Lazarus with FPC3.0 without UTF-8 mode

From Free Pascal wiki
Revision as of 09:17, 5 November 2015 by Michl (talk | contribs)
Jump to navigationJump to search

This page explains the problems and their possible solutions when using Lazarus with FPC 3.0+ but without the new UTF-8 mode. It may be needed when big parts of program code depend on system codepage.

To disable the new UTF-8 mode, -dDisableUTF8RTL must be defined in project options, "Additions and Overrides" page. There is a button "Use system encoding" to help adding it with one click. This way it affects both the project and all its dependent packages, including LazUtils which contains the relevant code. If you use strings with codepoints > 127 in your project, you have to change the file encoding to the system encoding too.

Many of the problems are counter-intuitive. Bart has collected some reported issues under a meta-issue. It includes issues in FPC.

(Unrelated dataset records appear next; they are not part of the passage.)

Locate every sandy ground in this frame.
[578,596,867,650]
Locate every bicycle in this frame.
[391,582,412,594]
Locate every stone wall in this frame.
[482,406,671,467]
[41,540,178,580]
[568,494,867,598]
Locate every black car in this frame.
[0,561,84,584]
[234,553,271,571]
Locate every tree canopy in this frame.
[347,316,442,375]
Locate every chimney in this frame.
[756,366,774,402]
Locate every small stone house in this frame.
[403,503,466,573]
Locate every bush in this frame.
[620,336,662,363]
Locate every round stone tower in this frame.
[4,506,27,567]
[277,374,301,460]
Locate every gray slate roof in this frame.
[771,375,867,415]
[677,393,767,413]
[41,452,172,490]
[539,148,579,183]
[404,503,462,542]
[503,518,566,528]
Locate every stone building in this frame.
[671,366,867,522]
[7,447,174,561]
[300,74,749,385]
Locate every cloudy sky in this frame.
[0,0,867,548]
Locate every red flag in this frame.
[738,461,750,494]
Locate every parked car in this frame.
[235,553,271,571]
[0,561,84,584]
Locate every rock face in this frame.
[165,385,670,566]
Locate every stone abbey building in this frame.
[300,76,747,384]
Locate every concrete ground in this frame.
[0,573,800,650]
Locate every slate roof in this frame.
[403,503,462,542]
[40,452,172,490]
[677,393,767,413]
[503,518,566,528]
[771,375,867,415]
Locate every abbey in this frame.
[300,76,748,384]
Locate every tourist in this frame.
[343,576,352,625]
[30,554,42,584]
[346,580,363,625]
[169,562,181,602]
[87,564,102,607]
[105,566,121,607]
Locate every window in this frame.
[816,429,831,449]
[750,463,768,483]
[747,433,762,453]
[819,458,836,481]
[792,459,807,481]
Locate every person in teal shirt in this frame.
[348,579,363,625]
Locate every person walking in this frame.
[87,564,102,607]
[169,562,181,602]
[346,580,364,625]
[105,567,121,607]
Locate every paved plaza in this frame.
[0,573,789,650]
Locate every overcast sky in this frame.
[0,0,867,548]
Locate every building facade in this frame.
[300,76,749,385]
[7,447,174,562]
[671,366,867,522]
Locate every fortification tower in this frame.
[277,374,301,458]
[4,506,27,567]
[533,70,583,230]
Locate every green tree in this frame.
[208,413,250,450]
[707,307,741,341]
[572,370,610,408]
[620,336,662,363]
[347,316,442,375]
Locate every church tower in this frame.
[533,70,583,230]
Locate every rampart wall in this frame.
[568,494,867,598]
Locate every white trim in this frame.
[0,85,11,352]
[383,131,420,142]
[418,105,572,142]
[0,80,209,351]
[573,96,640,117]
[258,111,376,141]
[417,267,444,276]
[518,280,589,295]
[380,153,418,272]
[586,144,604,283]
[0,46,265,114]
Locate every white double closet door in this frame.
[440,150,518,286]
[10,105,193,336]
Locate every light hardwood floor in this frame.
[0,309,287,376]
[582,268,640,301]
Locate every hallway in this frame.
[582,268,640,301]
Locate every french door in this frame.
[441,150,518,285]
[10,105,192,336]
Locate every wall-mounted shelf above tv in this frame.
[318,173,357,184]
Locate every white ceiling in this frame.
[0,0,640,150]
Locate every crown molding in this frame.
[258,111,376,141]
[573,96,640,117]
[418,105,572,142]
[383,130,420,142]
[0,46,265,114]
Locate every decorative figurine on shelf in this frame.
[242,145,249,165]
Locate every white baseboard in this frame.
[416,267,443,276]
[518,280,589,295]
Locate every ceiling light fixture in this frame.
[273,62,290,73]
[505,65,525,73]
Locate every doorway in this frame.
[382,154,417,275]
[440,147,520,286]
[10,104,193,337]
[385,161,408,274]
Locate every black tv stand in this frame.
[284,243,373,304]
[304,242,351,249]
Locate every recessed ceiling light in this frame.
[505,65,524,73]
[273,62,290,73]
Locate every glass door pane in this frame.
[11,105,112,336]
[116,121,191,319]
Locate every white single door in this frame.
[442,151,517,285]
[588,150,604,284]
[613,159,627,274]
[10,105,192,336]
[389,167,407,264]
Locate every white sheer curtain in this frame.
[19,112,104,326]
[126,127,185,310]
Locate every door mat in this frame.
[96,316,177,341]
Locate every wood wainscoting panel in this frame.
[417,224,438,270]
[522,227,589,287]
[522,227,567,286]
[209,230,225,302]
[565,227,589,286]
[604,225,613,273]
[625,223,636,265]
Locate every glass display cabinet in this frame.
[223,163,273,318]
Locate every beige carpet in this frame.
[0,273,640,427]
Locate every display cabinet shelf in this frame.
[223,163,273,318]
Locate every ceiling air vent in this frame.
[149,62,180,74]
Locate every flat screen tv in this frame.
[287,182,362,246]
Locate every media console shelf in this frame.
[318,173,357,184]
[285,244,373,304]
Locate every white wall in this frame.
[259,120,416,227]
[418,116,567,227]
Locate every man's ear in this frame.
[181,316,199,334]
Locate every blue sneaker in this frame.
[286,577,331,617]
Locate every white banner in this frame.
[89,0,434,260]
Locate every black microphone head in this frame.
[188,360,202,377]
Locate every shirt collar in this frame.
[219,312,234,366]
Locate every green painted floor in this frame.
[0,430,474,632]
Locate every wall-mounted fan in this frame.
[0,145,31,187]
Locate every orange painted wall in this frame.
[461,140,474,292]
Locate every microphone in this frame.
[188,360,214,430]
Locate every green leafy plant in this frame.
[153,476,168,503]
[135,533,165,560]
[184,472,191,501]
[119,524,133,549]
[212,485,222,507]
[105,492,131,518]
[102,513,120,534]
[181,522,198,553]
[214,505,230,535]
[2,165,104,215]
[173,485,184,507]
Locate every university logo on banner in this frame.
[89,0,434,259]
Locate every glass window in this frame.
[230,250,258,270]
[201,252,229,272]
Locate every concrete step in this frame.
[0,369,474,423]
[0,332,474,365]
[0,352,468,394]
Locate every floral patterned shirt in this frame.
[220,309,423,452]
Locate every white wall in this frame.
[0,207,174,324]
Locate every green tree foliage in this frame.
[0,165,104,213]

ToDo: Explain each problem and a solution for it ...

Simple Example

  • create a New Project -> Simple Program
  • activate the -dDisableUTF8RTL mode with Project Options ... -> Compiler Options -> Additions and Overrides -> click on Use system encoding
  • change the file encoding: Source Editor -> mouse rightclick -> File Settings -> Encoding -> take your system encoding (for that example take 1252) and confirm

Now you are able to build a project without UTF8 dependences.

Write something in your source editor:

program project1;

{$mode objfpc}{$H+}
{$codepage cp1252}

var
  test: String;

begin
  test := 'ÄÖÜ';
  WriteLn(test);
  ReadLn;
end.

Start your program.

Problem System encoding and Console encoding (Windows)

If you start the simple example, you will maybe see a wrong content for that writeln('ÄÖÜ'). This is because you can have different codepages, for the console and the file system. To check, which codepage you have, you can make a simple test:

  Writeln('Console output codepage: ', GetTextCodePage(Output));
  Writeln('System codepage: ', DefaultSystemCodePage);

If your console codepage is a other one than your system codepage, you can change it in that way (original code from forum)

unit setdefaultcodepages;

interface

uses
  Windows;

implementation

Const
  LF_FACESIZE = 32;

Type
  CONSOLE_FONT_INFOEX = record
    cbSize     : ULONG;
    nFont      : DWORD;
    dwFontSize : COORD;
    FontFamily : UINT;
    FontWeight : UINT;
    FaceName   : array [0..LF_FACESIZE-1] of WCHAR;
  end;

{ Only supported in Vista and onwards!}

function SetCurrentConsoleFontEx(hConsoleOutput: HANDLE; bMaximumWindow: BOOL; var CONSOLE_FONT_INFOEX): BOOL; stdcall; external kernel32;

var
  New_CONSOLE_FONT_INFOEX: CONSOLE_FONT_INFOEX;

initialization
  SetConsoleOutputCP(DefaultSystemCodePage);
  SetTextCodePage(Output, DefaultSystemCodePage);

  FillChar(New_CONSOLE_FONT_INFOEX, SizeOf(CONSOLE_FONT_INFOEX), 0);
  New_CONSOLE_FONT_INFOEX.cbSize := SizeOf(CONSOLE_FONT_INFOEX);
  New_CONSOLE_FONT_INFOEX.FaceName := 'Lucida Console';
  New_CONSOLE_FONT_INFOEX.FontWeight := 700;

  SetCurrentConsoleFontEx(StdOutputHandle, False, New_CONSOLE_FONT_INFOEX);
end.

If you now build a project and use that unit, all strings are correct shown (Strings also Shortstrings). For example:

program project1;

{$mode objfpc}{$H+}
{$codepage cp1252}

uses
  setdefaultcodepages;

const
  StrCP1252 = #$80#$C4#$D6#$8C#$A5;

var
  AStr : String;
  AShortString : ShortString;
begin
  AStr := StrCP1252;
  AShortString := StrCP1252;
  WriteLn(StrCP1252);
  WriteLn('€ÄÖŒ¥');
  WriteLn(AStr);
  WriteLn(AShortString);
  ReadLn;
end.

Problem applications with ACP strings and LCL controls

If you want to use some LCL controls like TLabel, TEdit, TMemo etc., you have to convert the strings, cause the LCL controls use the UTF8 strings further. You can use the method SysToUTF8 for the conversion of a string to a LCL control string and UTF8ToSys for the conversion back.

Example

  • create a new Project Application and change the encoding of your project file to CP1252 and activate the -dDisableUTF8RTL mode
  • add a TEdit and a TButton on the form
  • create the event handler for the button click and write this code:
procedure TForm1.Button1Click(Sender: TObject);
var
  s: String;
begin
  s := 'Läuse und Flöhe';
  Edit1.Text := SysToUTF8(s);
end;